A portion of future electricity will be converted to heat, either by heat pumps heating buildings, or heat in industrial processes. Thirteen steps for creating an infrastructure for providing energy by WWS are presented and discussed. For example a transition to transportation by batteries plus hydrogen fuel cells. Or the transition of heat and cooling for buildings to heat pump, or direct solar, or geothermal or district-supplied by these sources. This is followed by fourteen steps to meeting demand with supply. Storage and demand response are set out and discussed – such as determining end use energy demand in each energy sector and sizing WWS electricity and heat generators to meet the annual average.

 

After detailed discussion of how to manage, there is a section providing studies of meeting demand in 100% WWS when all countries have not only a 100% WWS electricity system as some have now, but a full WWS energy system. The chapter ends with a discussion on job creation and job loss in the transition.

 

Fourteen: Timeline and Policies to Transition

 

The solution to global warming, air pollution and energy security needs popular support, political will and a rapid rollout of the solution. People should be confident a solution is possible, willing to make changes in their own lives to help, and ready to support policy makers who pass laws to speed up a transition. The chapter discusses the necessary timeline, its obstacles, and things people can do to help. For example, by 2022 new power plants should be WWS – no more coal, natural gas or nuclear; heating, drying and cooking powered by electricity or direct heat or district heating. By 2023 all new industrial process technologies should be all electric; non-road vehicles should be electric and light on-road vehicles should be battery. There are things everyone can do, including home owners, renters, policy makers by sector, poor countries, countries in conflict.

 

Fifteen: My Journey

 

Chapter 15 is a good account of a life becoming a work life – working on solutions with US state politics and a university campus, in California and in New York. There are also links to international politics and the UN concerns on climate change.
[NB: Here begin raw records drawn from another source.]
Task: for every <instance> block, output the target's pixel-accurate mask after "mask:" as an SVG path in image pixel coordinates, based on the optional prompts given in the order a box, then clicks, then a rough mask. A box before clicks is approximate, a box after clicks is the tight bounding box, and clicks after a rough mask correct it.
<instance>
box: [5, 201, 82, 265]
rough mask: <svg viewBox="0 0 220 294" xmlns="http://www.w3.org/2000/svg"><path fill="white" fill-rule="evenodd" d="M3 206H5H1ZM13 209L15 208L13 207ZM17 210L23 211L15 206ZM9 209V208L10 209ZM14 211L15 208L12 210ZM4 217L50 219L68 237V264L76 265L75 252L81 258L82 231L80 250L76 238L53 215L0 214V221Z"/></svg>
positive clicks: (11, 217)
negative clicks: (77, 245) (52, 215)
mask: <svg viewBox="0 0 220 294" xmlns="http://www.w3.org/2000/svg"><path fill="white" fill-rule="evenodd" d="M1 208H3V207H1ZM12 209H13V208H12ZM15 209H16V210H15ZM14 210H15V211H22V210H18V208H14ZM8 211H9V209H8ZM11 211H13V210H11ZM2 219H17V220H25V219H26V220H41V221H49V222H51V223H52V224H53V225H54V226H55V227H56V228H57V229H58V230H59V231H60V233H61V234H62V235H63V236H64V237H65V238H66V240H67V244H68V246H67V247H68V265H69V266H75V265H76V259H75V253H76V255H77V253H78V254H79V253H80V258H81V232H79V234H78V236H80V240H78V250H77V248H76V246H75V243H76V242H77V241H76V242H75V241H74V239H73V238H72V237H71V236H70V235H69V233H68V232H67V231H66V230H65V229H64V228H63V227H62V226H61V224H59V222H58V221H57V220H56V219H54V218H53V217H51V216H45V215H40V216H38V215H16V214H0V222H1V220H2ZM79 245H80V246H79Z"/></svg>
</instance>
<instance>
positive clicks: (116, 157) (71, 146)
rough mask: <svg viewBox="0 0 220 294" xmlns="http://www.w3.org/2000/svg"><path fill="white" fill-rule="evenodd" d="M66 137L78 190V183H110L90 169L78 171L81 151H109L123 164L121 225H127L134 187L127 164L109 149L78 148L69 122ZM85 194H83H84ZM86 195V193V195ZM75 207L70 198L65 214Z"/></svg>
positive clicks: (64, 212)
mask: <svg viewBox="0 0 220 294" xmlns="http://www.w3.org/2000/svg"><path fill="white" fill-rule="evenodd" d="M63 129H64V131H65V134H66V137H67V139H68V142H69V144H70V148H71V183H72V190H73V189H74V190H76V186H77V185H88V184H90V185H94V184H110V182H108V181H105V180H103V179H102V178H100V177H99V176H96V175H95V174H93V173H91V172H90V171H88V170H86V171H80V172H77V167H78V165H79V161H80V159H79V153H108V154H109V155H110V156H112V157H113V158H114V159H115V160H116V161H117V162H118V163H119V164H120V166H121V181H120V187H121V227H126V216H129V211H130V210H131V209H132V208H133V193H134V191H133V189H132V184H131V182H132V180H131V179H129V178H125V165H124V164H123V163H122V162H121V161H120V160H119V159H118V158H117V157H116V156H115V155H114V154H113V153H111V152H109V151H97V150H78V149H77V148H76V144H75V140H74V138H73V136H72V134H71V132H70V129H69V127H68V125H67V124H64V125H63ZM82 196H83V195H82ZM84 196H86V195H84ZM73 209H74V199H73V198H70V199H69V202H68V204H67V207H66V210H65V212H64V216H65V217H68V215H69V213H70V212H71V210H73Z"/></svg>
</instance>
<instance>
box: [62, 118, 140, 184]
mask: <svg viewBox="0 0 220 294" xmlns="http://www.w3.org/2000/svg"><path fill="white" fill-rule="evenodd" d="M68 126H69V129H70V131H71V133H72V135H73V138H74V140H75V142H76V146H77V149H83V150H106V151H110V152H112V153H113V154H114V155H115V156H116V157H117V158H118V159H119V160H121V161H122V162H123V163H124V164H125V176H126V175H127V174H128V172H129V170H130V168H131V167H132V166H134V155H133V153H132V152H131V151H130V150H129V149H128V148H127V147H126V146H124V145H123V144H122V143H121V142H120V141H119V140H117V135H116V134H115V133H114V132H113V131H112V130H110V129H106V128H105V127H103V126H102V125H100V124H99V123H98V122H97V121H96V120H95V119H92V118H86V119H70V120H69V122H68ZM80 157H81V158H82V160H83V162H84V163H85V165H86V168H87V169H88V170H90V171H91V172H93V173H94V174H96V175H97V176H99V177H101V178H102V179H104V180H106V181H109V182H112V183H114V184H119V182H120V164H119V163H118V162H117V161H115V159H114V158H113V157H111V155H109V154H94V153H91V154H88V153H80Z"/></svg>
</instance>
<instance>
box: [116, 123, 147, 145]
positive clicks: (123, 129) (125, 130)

It makes a good story to read!

 

At the end, not surprisingly, the author finds the underlying challenge political. Most polluting technologies and resources receive government subsidies or tax breaks or are not required to eliminate their emissions. Thus, they can run inexpensively for a long time in competition with WWS, which doesn’t benefit from these government perks. Thus, wise policies and bold policy makers are called for to accelerate the transition to WWS and the end of climate warming, air polluting and a lot of unnecessary costs.